Interface BucketNumberedShardSpec<T extends BuildingShardSpec>

  • All Superinterfaces:
    ShardSpec
    All Known Implementing Classes:
    DimensionRangeBucketShardSpec, HashBucketShardSpec, SingleDimensionRangeBucketShardSpec

    public interface BucketNumberedShardSpec<T extends BuildingShardSpec>
    extends ShardSpec
    This is one of the special shardSpecs which are temporarily used during batch ingestion. In Druid, there is a concept of core partition set which is a set of segments atomically becoming queryable together in Brokers. The core partition set is represented as a range of partitionIds, i.e., [0, ShardSpec.getNumCorePartitions()). When you run a batch ingestion task with a non-linear partitioning scheme, the task populates all possible buckets upfront at the beginning (see CachingLocalSegmentAllocator) and uses them to partition input rows. However, some of the buckets can be empty even after the task consumes all inputs if the data is highly skewed. Since Druid doesn't create empty segments, the partitionId should be dynamically allocated when a bucket is actually in use, so that we can always create the packed core partition set without missing partitionIds. This BucketNumberedShardSpec is used for such use case. The task with a non-linear partitioning scheme uses it to postpone the partitionId allocation until all empty buckets are identified. See ParallelIndexSupervisorTask.groupGenericPartitionLocationsPerPartition and CachingLocalSegmentAllocator for parallel and sequential ingestion, respectively. Note that SegmentId requires the partitionId. Since the segmentId is used everwhere during ingestion, this class should implement getPartitionNum() which returns the bucketId. This should be fine because the segmentId is only used to identify each segment until pushing them to deep storage. The bucketId should be enough to uniquely identify each segment. However, when pushing segments to deep storage, the partitionId is used to create the path to store the segment on deep storage (DataSegmentPusher.getDefaultStorageDir(org.apache.druid.timeline.DataSegment, boolean) which should be correct.
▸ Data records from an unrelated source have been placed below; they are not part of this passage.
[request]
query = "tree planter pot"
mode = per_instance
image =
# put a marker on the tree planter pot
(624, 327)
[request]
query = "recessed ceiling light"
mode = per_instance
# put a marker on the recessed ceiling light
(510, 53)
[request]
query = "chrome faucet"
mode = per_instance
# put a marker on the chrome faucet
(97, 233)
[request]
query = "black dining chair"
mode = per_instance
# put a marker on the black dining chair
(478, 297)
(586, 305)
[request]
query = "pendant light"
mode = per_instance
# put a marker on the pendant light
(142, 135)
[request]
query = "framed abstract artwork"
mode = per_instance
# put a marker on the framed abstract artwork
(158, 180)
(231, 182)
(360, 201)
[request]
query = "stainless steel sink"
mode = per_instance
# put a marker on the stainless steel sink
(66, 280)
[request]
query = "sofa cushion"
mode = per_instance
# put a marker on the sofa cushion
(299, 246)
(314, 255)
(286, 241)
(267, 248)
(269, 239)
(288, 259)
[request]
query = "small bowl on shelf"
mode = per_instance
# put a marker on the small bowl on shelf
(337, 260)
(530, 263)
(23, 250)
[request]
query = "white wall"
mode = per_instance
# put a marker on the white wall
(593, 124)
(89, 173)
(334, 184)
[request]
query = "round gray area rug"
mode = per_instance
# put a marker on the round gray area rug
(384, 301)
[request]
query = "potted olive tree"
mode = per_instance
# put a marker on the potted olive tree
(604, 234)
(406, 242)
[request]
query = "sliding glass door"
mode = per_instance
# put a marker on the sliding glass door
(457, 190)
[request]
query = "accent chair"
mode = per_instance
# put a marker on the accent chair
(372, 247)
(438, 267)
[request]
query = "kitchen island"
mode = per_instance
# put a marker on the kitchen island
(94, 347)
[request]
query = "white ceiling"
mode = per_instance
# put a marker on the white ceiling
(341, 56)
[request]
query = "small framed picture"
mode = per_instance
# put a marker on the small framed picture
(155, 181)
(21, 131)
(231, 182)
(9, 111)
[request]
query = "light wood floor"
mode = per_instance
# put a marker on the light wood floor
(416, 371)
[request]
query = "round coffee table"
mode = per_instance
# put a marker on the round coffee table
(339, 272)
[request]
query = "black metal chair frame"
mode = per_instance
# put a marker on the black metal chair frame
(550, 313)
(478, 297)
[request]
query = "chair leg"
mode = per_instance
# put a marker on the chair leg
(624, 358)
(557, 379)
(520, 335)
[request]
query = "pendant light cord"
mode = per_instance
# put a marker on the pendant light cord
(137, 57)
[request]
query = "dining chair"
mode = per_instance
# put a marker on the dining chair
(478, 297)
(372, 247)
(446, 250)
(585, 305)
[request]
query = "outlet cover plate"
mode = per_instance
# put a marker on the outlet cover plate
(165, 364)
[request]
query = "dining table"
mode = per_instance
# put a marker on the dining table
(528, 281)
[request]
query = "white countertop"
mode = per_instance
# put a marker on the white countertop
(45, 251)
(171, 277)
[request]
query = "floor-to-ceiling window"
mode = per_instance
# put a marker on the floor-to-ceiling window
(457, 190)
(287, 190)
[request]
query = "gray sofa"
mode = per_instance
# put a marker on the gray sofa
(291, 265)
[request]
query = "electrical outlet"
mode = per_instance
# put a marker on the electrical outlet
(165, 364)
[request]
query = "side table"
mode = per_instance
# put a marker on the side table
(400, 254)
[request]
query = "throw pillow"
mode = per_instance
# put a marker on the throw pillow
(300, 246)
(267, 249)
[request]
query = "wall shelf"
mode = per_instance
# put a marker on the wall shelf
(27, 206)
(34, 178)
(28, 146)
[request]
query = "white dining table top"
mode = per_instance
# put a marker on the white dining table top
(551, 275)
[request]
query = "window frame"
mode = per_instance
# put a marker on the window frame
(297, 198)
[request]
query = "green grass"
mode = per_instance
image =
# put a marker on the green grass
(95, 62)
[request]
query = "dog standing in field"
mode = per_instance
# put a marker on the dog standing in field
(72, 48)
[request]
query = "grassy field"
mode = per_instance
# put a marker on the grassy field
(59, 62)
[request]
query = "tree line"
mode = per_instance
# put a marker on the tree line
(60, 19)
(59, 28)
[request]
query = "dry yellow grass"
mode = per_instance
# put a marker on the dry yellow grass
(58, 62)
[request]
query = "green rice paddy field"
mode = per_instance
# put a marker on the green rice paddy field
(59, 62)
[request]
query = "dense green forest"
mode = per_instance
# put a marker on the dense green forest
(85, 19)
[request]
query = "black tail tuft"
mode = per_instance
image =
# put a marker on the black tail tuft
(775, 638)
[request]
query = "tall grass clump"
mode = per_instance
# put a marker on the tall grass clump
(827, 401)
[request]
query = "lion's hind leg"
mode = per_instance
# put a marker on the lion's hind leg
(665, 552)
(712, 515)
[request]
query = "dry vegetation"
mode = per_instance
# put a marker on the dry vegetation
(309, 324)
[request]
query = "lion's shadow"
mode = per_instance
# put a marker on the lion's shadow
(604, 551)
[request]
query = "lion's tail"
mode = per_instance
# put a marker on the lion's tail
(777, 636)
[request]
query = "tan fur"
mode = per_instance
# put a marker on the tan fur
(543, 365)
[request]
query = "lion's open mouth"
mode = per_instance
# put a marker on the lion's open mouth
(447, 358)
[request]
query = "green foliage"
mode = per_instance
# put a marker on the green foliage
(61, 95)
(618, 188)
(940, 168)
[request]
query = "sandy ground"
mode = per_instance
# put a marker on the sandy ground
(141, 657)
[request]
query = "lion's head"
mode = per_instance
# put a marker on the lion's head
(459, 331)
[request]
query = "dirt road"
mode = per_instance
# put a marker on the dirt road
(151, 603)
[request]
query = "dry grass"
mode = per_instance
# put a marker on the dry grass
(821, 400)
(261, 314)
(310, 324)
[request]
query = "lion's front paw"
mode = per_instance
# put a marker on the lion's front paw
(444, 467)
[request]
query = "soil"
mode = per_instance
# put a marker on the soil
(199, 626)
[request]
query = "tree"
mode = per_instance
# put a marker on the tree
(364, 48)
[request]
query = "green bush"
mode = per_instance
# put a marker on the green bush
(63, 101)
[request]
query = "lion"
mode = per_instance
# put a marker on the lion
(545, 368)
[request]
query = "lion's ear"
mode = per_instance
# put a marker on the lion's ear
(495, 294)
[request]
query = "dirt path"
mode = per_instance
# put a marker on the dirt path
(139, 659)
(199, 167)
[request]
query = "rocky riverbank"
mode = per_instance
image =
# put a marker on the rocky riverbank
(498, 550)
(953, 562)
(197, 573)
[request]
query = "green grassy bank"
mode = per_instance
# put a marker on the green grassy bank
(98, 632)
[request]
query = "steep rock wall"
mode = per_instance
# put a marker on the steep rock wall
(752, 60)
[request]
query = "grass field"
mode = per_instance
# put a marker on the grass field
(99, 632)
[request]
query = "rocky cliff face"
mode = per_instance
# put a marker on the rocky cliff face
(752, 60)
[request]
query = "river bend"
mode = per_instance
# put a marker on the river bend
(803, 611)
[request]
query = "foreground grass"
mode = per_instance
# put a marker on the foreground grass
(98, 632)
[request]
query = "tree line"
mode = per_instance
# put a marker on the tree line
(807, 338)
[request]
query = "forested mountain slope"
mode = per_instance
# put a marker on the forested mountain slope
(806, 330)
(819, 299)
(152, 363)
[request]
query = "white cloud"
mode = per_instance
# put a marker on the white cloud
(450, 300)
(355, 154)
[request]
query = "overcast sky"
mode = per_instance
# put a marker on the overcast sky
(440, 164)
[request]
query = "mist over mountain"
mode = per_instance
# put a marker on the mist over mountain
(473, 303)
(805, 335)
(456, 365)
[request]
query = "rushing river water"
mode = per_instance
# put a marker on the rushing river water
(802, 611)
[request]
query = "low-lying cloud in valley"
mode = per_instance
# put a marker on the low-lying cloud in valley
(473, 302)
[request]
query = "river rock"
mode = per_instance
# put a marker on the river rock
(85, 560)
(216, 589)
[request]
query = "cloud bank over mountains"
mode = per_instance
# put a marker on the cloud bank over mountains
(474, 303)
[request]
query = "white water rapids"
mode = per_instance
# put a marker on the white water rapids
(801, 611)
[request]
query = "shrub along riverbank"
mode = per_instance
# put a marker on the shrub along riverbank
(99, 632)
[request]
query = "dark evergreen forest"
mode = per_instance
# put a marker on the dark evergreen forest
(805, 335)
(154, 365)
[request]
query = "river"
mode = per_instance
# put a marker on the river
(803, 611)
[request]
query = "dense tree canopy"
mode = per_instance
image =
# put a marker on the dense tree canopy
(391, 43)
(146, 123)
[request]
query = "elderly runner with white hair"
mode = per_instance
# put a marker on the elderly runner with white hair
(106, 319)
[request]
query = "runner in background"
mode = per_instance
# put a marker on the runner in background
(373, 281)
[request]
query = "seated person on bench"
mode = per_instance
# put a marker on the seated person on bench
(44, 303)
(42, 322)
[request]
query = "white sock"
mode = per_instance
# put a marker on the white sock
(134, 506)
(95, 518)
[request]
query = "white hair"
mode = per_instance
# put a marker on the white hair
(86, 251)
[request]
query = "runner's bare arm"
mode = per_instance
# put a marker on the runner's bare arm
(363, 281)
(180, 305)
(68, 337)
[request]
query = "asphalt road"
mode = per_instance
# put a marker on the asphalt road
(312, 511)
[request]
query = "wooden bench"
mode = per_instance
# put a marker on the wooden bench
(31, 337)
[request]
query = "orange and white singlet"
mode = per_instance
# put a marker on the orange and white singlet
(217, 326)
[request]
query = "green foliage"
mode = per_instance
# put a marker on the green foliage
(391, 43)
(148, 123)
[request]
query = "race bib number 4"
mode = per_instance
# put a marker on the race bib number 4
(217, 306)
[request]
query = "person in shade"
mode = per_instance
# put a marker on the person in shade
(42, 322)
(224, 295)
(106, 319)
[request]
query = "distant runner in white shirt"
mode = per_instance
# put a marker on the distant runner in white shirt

As a result, this shardSpec should not be used in pushing segments. This class should be Jackson-serializable as the subtasks can send it to the parallel task in parallel ingestion. This interface doesn't really have to extend ShardSpec. The only reason is the ShardSpec is used in many places such as DataSegment, and we have to modify those places to allow other types than ShardSpec which seems pretty invasive. Maybe we could clean up this mess someday in the future.
    See Also:
    BuildingShardSpec
    • Method Detail

      • getBucketId

        int getBucketId()
      • convert

        T convert​(int partitionId)
      • getPartitionNum

        default int getPartitionNum()
        Description copied from interface: ShardSpec
        Returns the partition ID of this segment.
        Specified by:
        getPartitionNum in interface ShardSpec
      • getDomainDimensions

        default List<String> getDomainDimensions()
        Description copied from interface: ShardSpec
        Get dimensions who have possible range for the rows this shard contains.
        Specified by:
        getDomainDimensions in interface ShardSpec
        Returns:
        list of dimensions who has its possible range. Dimensions with unknown possible range are not listed
      • possibleInDomain

        default boolean possibleInDomain​(Map<String,​com.google.common.collect.RangeSet<String>> domain)
        Description copied from interface: ShardSpec
        if given domain ranges are not possible in this shard, return false; otherwise return true;
        Specified by:
        possibleInDomain in interface ShardSpec
        Returns:
        possibility of in domain